Pour démontrer que le débat sur la question est très loin d’être clos, il faut souligner que d’autres études prônent l’absence d’effets réellement néfastes des nanoparticules sur l’environnement terrestre et aquatique. Ainsi, Mueller et Nowack (2008) ont modélisé les flux de nanoparticules d’argent évacués dans les eaux usées suisses, afin d’estimer les quantités libérées dans l’environnement.

Leurs prévisions montrent que les quantités de « nano-argent » seraient égales à 4,4.10-3 μg/m3 dans l’air, 0,08 μg/L dans l’eau et 0,1 μg/kg dans le sol, en cas d’émissions importantes. Ces concentrations restent très inférieures aux seuils de toxicité et les auteurs concluent que les risques sont faibles pour les écosystèmes terrestres et aquatiques, dans l’hypothèse où les boues de stations d’épuration ne sont pas disséminées sur les sols.
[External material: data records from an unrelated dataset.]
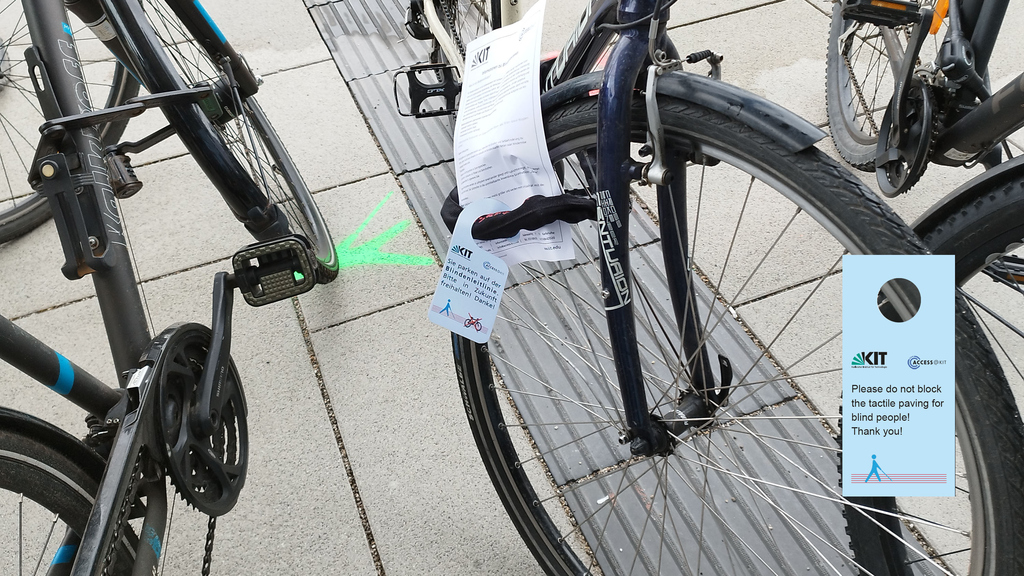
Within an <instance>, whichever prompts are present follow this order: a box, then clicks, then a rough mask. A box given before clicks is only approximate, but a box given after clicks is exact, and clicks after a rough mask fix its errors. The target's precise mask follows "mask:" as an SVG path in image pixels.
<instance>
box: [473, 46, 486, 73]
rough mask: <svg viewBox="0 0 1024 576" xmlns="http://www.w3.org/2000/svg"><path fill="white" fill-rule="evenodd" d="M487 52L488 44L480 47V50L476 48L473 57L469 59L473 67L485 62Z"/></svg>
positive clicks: (484, 62) (474, 66)
mask: <svg viewBox="0 0 1024 576" xmlns="http://www.w3.org/2000/svg"><path fill="white" fill-rule="evenodd" d="M489 54H490V46H487V47H486V48H482V49H480V50H477V51H476V53H475V54H473V59H472V60H471V61H470V65H471V66H472V67H473V68H476V67H478V66H480V65H481V64H486V63H487V56H488V55H489Z"/></svg>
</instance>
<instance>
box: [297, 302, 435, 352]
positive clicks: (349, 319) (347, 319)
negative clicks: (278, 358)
mask: <svg viewBox="0 0 1024 576" xmlns="http://www.w3.org/2000/svg"><path fill="white" fill-rule="evenodd" d="M433 295H434V293H433V292H427V293H426V294H423V295H421V296H414V297H412V298H408V299H406V300H403V301H400V302H395V303H393V304H388V305H386V306H384V307H382V308H377V310H375V311H372V312H369V313H367V314H364V315H360V316H356V317H354V318H349V319H347V320H342V321H341V322H337V323H335V324H329V325H327V326H324V327H322V328H314V329H312V330H309V333H310V334H318V333H321V332H323V331H325V330H330V329H331V328H337V327H339V326H344V325H346V324H351V323H352V322H355V321H357V320H365V319H367V318H373V317H375V316H377V315H378V314H381V313H385V312H388V311H391V310H394V308H396V307H399V306H403V305H406V304H411V303H413V302H418V301H420V300H425V299H428V298H432V297H433ZM310 354H312V353H310Z"/></svg>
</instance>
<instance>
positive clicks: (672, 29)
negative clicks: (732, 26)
mask: <svg viewBox="0 0 1024 576" xmlns="http://www.w3.org/2000/svg"><path fill="white" fill-rule="evenodd" d="M782 2H785V0H772V1H771V2H765V3H763V4H758V5H757V6H748V7H745V8H737V9H735V10H732V11H731V12H723V13H721V14H715V15H714V16H708V17H706V18H700V19H698V20H693V22H687V23H683V24H680V25H678V26H674V27H671V28H669V30H679V29H680V28H686V27H688V26H693V25H697V24H703V23H706V22H711V20H716V19H719V18H724V17H726V16H731V15H735V14H740V13H743V12H750V11H752V10H757V9H758V8H764V7H765V6H771V5H773V4H781V3H782Z"/></svg>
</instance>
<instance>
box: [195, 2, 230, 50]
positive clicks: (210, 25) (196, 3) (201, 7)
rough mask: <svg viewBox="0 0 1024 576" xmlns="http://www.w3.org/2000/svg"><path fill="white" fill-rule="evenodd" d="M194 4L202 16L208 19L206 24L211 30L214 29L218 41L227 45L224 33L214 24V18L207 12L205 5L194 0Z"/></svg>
mask: <svg viewBox="0 0 1024 576" xmlns="http://www.w3.org/2000/svg"><path fill="white" fill-rule="evenodd" d="M193 4H195V5H196V9H197V10H199V11H200V13H201V14H203V17H204V18H206V23H207V24H209V25H210V28H212V29H213V33H214V34H216V35H217V40H220V43H221V44H227V38H224V35H223V33H221V32H220V29H219V28H217V25H216V23H214V22H213V18H211V17H210V13H209V12H207V11H206V8H204V7H203V5H202V4H200V3H199V0H193Z"/></svg>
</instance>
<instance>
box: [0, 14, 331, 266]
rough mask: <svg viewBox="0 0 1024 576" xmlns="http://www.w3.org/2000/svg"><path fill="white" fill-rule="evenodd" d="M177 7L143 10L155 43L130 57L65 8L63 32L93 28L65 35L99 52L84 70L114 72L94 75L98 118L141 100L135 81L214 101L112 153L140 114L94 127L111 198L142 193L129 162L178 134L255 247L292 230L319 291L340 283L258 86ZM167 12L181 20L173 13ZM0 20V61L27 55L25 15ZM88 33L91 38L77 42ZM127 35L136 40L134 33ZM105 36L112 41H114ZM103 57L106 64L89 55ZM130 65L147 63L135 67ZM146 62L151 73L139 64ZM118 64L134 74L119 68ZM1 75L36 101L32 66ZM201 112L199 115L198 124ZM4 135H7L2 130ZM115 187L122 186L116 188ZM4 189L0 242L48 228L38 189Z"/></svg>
mask: <svg viewBox="0 0 1024 576" xmlns="http://www.w3.org/2000/svg"><path fill="white" fill-rule="evenodd" d="M181 5H183V3H181V2H171V3H167V4H165V3H163V2H161V1H158V0H146V1H145V2H142V3H141V4H140V6H139V7H138V8H137V10H138V13H137V14H135V15H136V18H145V19H146V22H148V23H151V24H152V29H153V31H154V32H153V36H154V40H153V42H152V43H150V44H147V45H146V46H140V47H139V51H140V52H142V51H144V52H145V53H144V54H143V53H140V54H130V53H128V52H127V51H126V50H125V48H123V47H122V46H121V45H120V41H119V40H118V38H120V37H124V36H125V35H127V34H128V32H120V31H118V30H116V29H117V26H118V25H117V24H116V23H114V22H113V19H111V20H108V18H106V16H105V15H103V14H104V12H103V11H102V9H101V8H100V7H99V6H98V4H95V3H94V2H73V3H70V4H69V7H70V9H71V10H73V11H74V13H75V15H76V19H72V20H68V22H71V23H73V24H74V23H75V22H78V20H81V22H88V23H92V28H89V27H86V26H85V25H82V26H80V27H75V28H77V29H80V30H75V29H73V28H72V26H71V25H68V27H69V30H70V31H71V32H72V33H73V35H75V34H77V35H78V36H79V37H81V36H83V35H91V38H90V40H92V41H96V40H97V39H99V43H101V44H102V46H99V47H98V48H93V49H92V50H91V53H92V54H93V55H92V58H95V59H94V60H88V61H87V63H86V64H87V65H89V66H98V65H102V64H103V63H104V61H105V63H108V67H106V68H108V69H113V71H111V70H100V77H102V78H105V77H106V76H110V75H113V79H112V80H111V81H110V83H109V84H108V83H106V82H102V83H100V86H101V87H100V89H99V91H101V92H104V93H105V95H104V96H103V97H104V98H105V100H106V106H105V108H104V109H110V108H112V107H115V106H124V105H126V104H128V102H136V104H137V101H136V100H135V99H133V98H134V96H135V94H137V93H138V90H139V79H141V80H142V84H143V85H145V86H147V87H148V91H150V92H151V93H159V92H169V91H174V90H182V89H187V88H193V87H196V86H199V85H202V84H208V85H210V87H211V90H212V92H211V93H212V94H213V95H212V96H204V97H202V98H201V99H200V104H201V106H202V107H203V108H202V109H194V108H181V107H174V108H163V109H162V110H164V111H165V115H167V117H168V122H169V124H170V125H169V126H168V127H165V128H164V129H162V130H159V131H157V132H155V133H153V134H151V135H148V136H146V137H143V138H141V139H140V140H138V141H134V142H120V143H119V142H118V139H119V138H120V136H121V134H122V133H123V132H124V129H125V125H126V123H127V121H128V119H129V118H130V117H131V116H132V115H135V114H140V113H141V112H142V110H143V109H137V110H135V111H133V112H132V113H131V114H121V115H120V116H119V117H117V118H113V119H109V120H105V119H104V122H103V123H102V124H100V128H101V130H102V131H103V132H102V134H101V135H102V140H101V146H102V147H104V148H103V154H104V155H105V157H106V158H112V160H108V162H109V163H111V164H112V166H113V167H114V168H113V170H112V172H114V173H115V175H116V176H118V179H117V180H116V182H115V186H116V187H117V188H116V190H115V193H116V195H117V196H118V197H119V198H128V197H130V196H132V195H133V194H134V193H135V192H137V191H138V190H139V189H140V188H141V182H139V181H136V179H135V177H134V172H133V170H132V168H131V165H130V161H129V160H128V155H129V154H137V153H140V152H142V151H144V150H146V149H148V148H150V147H152V146H155V145H156V143H159V142H160V141H162V140H164V139H166V138H168V137H170V136H171V135H172V134H175V133H177V134H178V136H179V137H180V138H181V140H182V142H183V143H184V145H185V148H186V149H187V150H188V151H189V153H190V154H191V156H193V158H195V159H196V161H197V162H198V163H199V165H200V167H201V168H202V169H203V171H204V173H206V175H207V177H209V178H210V180H211V181H212V182H213V183H214V186H215V187H216V188H217V190H218V191H219V192H220V194H221V196H222V198H223V199H224V201H225V203H226V204H227V205H228V207H229V208H230V209H231V212H232V213H233V214H234V216H236V218H238V219H239V220H240V221H242V222H243V223H244V224H245V225H246V228H247V230H249V231H250V233H251V234H252V235H253V236H254V237H255V238H257V239H259V240H266V239H270V238H274V237H278V236H283V235H284V234H286V231H287V230H288V227H289V225H291V227H296V228H298V229H299V230H300V231H301V233H302V234H303V235H304V236H305V237H306V238H308V239H309V240H310V241H311V242H312V243H313V246H314V249H315V252H316V256H317V258H318V259H319V260H321V261H322V262H323V264H322V265H321V266H319V276H321V277H323V279H324V281H330V280H331V279H333V278H334V277H335V276H337V270H338V261H337V256H336V255H335V253H334V246H333V242H332V240H331V238H330V234H329V233H327V227H326V224H325V223H324V221H323V218H322V217H321V215H319V212H318V211H317V210H316V209H315V204H314V203H313V202H312V198H311V195H310V193H309V190H308V189H307V188H306V186H305V183H304V182H303V180H302V177H301V175H300V174H299V172H298V170H297V169H296V167H295V165H294V163H293V162H292V160H291V158H290V157H289V156H288V152H287V151H286V150H285V148H284V146H283V145H282V143H281V140H280V139H279V138H278V136H276V133H275V132H274V130H273V126H272V125H271V124H270V122H269V120H268V119H267V118H266V115H265V114H264V113H263V111H262V110H261V109H260V107H259V104H258V102H257V100H256V98H255V97H254V95H253V94H255V93H256V91H257V90H258V85H259V83H260V82H261V79H259V78H257V77H256V76H255V75H254V74H253V73H252V72H251V71H250V70H249V68H248V66H247V65H246V64H245V60H244V58H243V57H242V56H241V55H239V54H238V53H237V52H236V51H234V49H233V48H232V47H231V45H230V44H229V43H228V42H227V41H226V39H222V35H220V32H219V30H218V29H217V27H216V25H215V24H214V23H213V20H212V19H210V18H209V16H208V15H206V14H205V10H204V9H202V8H201V5H194V6H190V7H187V8H181V7H180V6H181ZM171 6H173V7H175V8H177V9H178V11H177V12H175V11H173V10H171V9H170V8H169V7H171ZM197 6H200V7H197ZM115 9H120V10H122V11H125V10H127V9H128V8H127V7H126V6H124V7H121V8H114V7H111V8H110V9H108V12H113V11H114V10H115ZM0 16H3V17H4V19H5V20H7V22H11V20H13V23H14V24H13V26H12V27H11V28H10V29H9V30H11V34H10V37H9V38H10V41H9V42H8V48H7V49H5V50H4V54H9V51H10V50H12V49H17V48H20V47H22V46H27V45H28V42H27V40H28V39H29V38H30V33H29V26H28V20H27V19H26V18H25V17H24V15H23V14H22V10H20V5H19V3H16V2H12V3H10V4H8V5H7V6H6V7H4V8H3V9H2V11H0ZM63 19H67V18H63ZM63 19H61V23H63ZM97 23H99V24H97ZM86 30H87V31H88V32H84V31H86ZM61 31H62V28H61ZM132 33H135V34H138V31H132ZM112 34H113V35H115V36H113V37H112V36H111V35H112ZM100 50H101V51H102V53H103V54H104V56H102V57H105V58H106V59H105V60H102V59H100V58H101V56H99V55H96V54H97V53H98V52H99V51H100ZM165 50H166V56H165V55H164V54H165ZM4 57H7V56H6V55H5V56H4ZM137 58H144V59H143V60H142V61H135V59H137ZM158 58H159V59H158ZM225 58H226V60H225V61H229V63H230V65H229V67H228V68H227V69H225V70H222V69H221V60H222V59H225ZM151 61H156V63H158V65H156V66H154V65H151V64H146V63H151ZM119 63H131V64H129V65H127V66H125V65H122V64H119ZM7 67H8V72H7V73H6V74H5V75H4V77H5V79H6V80H7V81H8V82H9V83H10V85H9V86H8V87H9V88H10V90H9V91H11V92H14V93H15V94H17V95H19V96H20V97H23V98H25V94H35V93H36V92H37V88H38V86H37V85H36V82H37V80H36V79H35V78H34V77H33V71H34V70H35V68H34V63H33V61H32V60H31V59H28V58H27V59H13V58H8V64H7ZM146 67H150V68H146ZM87 85H88V84H87ZM11 95H14V94H11ZM41 101H42V105H41V106H40V107H39V108H37V112H38V113H39V114H40V115H45V116H46V117H47V118H48V119H51V120H52V118H54V117H55V116H57V115H58V111H57V110H55V109H53V106H52V105H49V104H48V102H46V101H45V99H44V100H41ZM5 104H6V102H5ZM30 104H31V102H30ZM144 106H151V105H144ZM48 107H49V108H48ZM200 110H202V112H203V114H199V111H200ZM76 111H77V109H76ZM83 112H84V111H83ZM193 126H195V128H191V127H193ZM5 131H7V132H8V134H9V130H5ZM14 131H15V132H16V133H17V134H18V136H17V137H16V138H15V139H18V140H24V141H26V142H31V147H32V148H31V150H32V151H33V152H34V151H35V142H34V141H32V138H29V137H26V136H25V135H24V133H25V132H26V130H25V128H24V126H22V127H15V129H14ZM18 143H22V142H18ZM114 145H118V146H114ZM15 154H16V156H17V157H19V158H23V161H22V164H23V165H25V164H26V162H25V161H24V157H25V156H26V154H25V153H24V152H23V153H16V152H15ZM11 157H13V155H12V156H11ZM29 164H31V162H30V163H29ZM5 167H6V166H5ZM15 171H16V170H15ZM6 179H7V181H8V182H10V181H11V180H14V181H15V182H16V181H17V180H19V179H22V178H20V176H18V175H14V174H7V178H6ZM121 179H125V180H126V181H124V182H121ZM8 188H9V192H8V196H9V198H8V199H5V204H0V242H6V241H8V240H12V239H14V238H17V237H19V236H22V235H24V234H25V233H27V232H29V231H30V230H32V229H33V228H35V227H36V225H38V224H39V223H42V222H43V221H45V220H46V219H47V218H48V208H47V204H46V202H45V199H44V198H43V197H42V195H41V194H40V192H39V190H38V182H34V183H32V187H26V188H25V189H20V188H19V187H18V186H9V187H8ZM273 206H276V207H273Z"/></svg>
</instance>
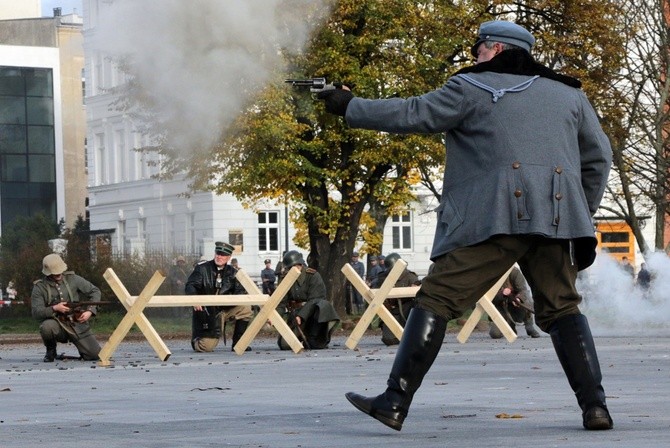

Toutefois, ces chercheurs ont pris en compte dans leurs calculs uniquement les flux de nanoparticules et ont omis la présence additionnelle d’argent sous forme ionique relargué par d’autres voies, qui peut également engendrer une pollution importante. De même, Blaser et al. (2008) ont estimé les quantités d’ions Ag+ libérés par les nanoparticules présentes dans les textiles et les plastiques. Ils ont conclu que les quantités devraient être 10 à 100 plus importantes que les valeurs prédites pour entraîner des conséquences néfastes sur le fonctionnement des stations de traitement de l’eau. Néanmoins, ils n’excluent pas un effet sur les écosystèmes aquatiques, dû à l’enfouissement du « nano-argent » dans les sédiments et à son relargage ultérieur. Là-encore, l’étude restreinte à un domaine d’application ne permet pas d’appréhender la problématique dans toute sa globalité.

Fin de citation

On sait depuis longtemps que l’argent à une certaine dose peut être néfaste pour animaux, l’être humain supporte des quantités plus importantes.


Les vues présentées sont les miennes et peuvent évoluer sans qu’il soit nécessaire de faire une mise à jour dans l’article même. Il se pourrait que j’apporte des rectifications ou évolutions dans l’avenir dans un autre article, si de nouveaux éléments viennent contredire mes propos. Les articles présentés ne constituent en rien une invitation à suivre aveuglement.